C.A.P.S.L.

Summer 2002 Project - Network Processor IXP1200

--------

                Next Generation Processor -- Network Processor

The is significant interest in network processors that can handle packets arriving at multi-gigabit line speeds. Designed primarily to implement forwarding engines on IP routers, these network processors offer one clear advantage over ASIC-based solutions: they are programmable.

IXP1200 is the one of commonly used network processors provided by Intel. The IXP1200 chip itself contains a general-purpose StrongARM processor core and six special-purpose micro-Engines running at 177 MHz. Each of the six micro-Engines supports four hardware contexts, for a total of 24 contexts. There is 4KB instruction store associated with each micro-Engine. The StrongARM is responsible for loading these micro-Engine instruction stores; actual StrongARM instructions are fetched from DRAM. A 4KB on-chip scratch memory is used for synchronization and control of the micro-Engine.

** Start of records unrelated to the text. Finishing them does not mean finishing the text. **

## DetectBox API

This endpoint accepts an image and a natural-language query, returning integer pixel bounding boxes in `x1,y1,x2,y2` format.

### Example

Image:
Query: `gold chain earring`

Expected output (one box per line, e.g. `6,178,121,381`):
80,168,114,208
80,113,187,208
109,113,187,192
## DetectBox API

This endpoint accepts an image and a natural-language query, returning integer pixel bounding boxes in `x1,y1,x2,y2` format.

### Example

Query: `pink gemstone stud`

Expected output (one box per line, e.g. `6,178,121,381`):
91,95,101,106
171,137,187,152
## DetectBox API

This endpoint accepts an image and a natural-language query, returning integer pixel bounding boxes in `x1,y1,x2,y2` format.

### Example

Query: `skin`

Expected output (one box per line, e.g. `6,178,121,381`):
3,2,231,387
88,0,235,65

The chip also has a pair of FIFOs used to send/receive packets to/from the network ports on IX bus. Each "FIFO" is actually an addressable 16slot * 64byte register file. It is up to the programmer to use these register files so that they behave as FIFOs.

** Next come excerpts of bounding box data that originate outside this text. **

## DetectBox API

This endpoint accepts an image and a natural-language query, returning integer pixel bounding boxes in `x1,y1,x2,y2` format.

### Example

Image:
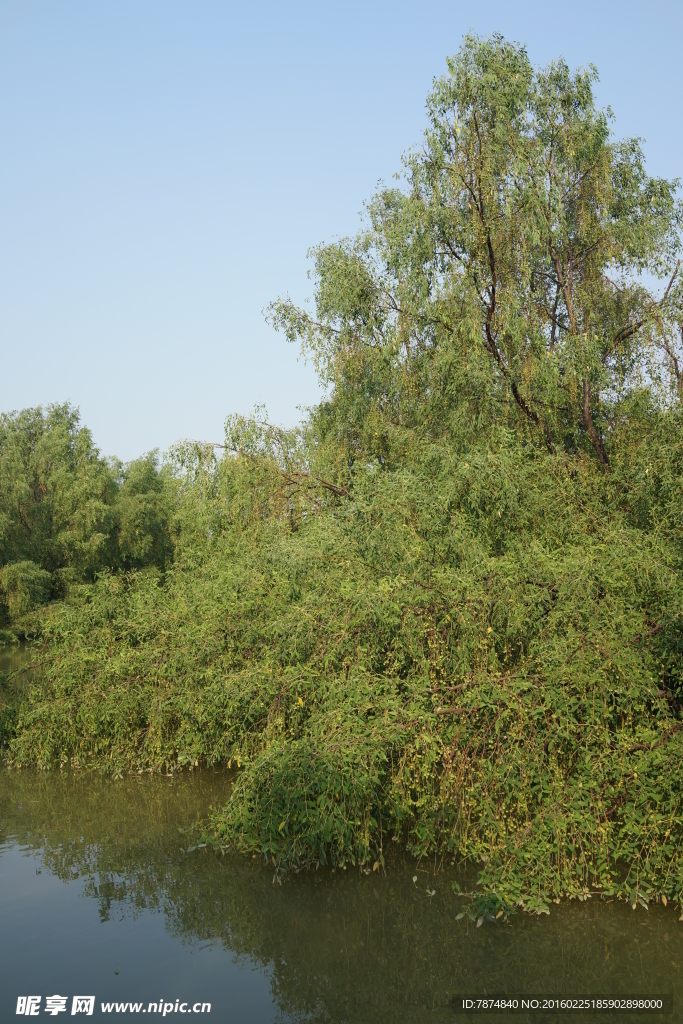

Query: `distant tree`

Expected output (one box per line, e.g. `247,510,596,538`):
0,404,174,622
270,36,683,471
0,404,118,579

The most natural use of the DRAM is to buffer packets. The DRAM is connected to the processor by a 64-bit * 88MHz data path, implying a potential to move packets into and out of DRAM at 5.6 Gbps. Similarly, SRAM is a natural place to store the routing table, along with any necessary per-flow state. The SRAM data path has a peak transfer rate of 32-bit * 88MHz = 2.8Gbps.

Experiments have showed the performace bottleneck lies not in the processor speed but the memory bandwidth.

Network processors commonly employ parallelism to hide memory access latency. Intel IXP1200 includes six micro-Engines, each supporting four hardware contexts. The IXP1200 automatically switches to a new context when the current context stalls on a memory operation.

Programming such a network processor involves two challenges. First, assuming one can identify a single function that the network processor has to support, the parallel hardware contexts must be programmed in a way that fully utilizes the available memory bandwidth, and hence sustain the maximum required packet rate. The second challenge is to allow the network processor to be programmed more dynamically. Instead of running a single fixed function, it should be possible to load a new function -- or perhaps an extension -- into the network processor, ideally at runtime.